Il Codice Da Vinci: il mistero del mistero misterioso.Premesso che gli ultimi lavori di Ron Howard mi sono piaciuti molto, specie
A Beautiful Mind e
Cinderella Man.
Premesso che, partendo dal soggetto di quel libro patocco di Dan Brown e decidendo di seguirlo alla lettera, era difficile fare di più.
Premesso che il doppiaggio italiano ha un nonsochè di ridicolo nel conservare gli accenti stranieri dando l'impressione di un Tom Hanks italiano.
Premesso che non capisco come si possano prendere sul serio le cose raccontate da questo libro e non considerarlo come tale, ovvero fiction.
Premesso tutto ciò parliamo del FILM e non del libro, la storia tanto la sanno tutti: basti pensare ai 60 milioni di copie vendute per questo thriller banaluccio ma furbissimo, capace di creare scandalo per vertià (mooolto) supposte (in realtà palesi mistificazioni), e di sollevare polveroni d'opinione.
Il film ha un cast d'eccezione, nella pura tradizione del kolossal hollywoodiano, ma brillano soltanto le interpretazioni di Paul Bettany che incarna perfettamente l'inquetante albino SIlas, e Ian McKellen, che ben sostiene il ruolo del ricco storico inglese Leigh Teabing.
Tom Hanks è buttato alle ortiche, monoespressivo, intrappolato in un personaggio privo di carisma; metterci un Ben Affleck qualunque sarebbe stato lo stesso.
Audrey Tautou invece "fa flanella", sta in tutto il film coi suoi occhioni sbarrati in preda degli eventi che le crollano addosso, ma che in fondo non sembrano turbarla più di tanto.
Resta Jean Renò che fa il suo compitino, complice il suo ruolo "telefonato" nel libro (dalla descrizione di Bezu Fache avevo pensato a Renò, e il libro l'ho letto 2 anni fa!).
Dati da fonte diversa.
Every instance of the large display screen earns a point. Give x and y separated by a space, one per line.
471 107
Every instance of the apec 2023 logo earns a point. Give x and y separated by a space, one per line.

Nonostante tutto il film è una valida ricostruzione del romanzo, in particolare per quanto riguarda la vicenda principale...la parte riguardo al passato del nonno di Sophie nonchè quella dell'incontro tra Silas e Aringarosa sono ridotte ai minimi termini.
La cosa davvero brutta sono le ricostruzioni "pseudostoriche",(durante il racconto dei supposti insabbiamenti ecclesiastici) che fanno venire in mente i servizi/documentari de "la macchina del tempo" o "sfera".
Spezzando una lancia a favore del film, ho trovato il finale molto più bello rispetto al libro: grazie alle immagini e al montaggio si crea senza dubbio più pathos e tensione nel descrivere il gesto di Langdon, a differenza delle scarne righe mal imbastite da Brown.
Ron ti stimo lo stesso, ma riprova con un soggetto milgiore!
Da vedere solo se vi ha appassionato il romanzo, altrimenti evitabilissimo.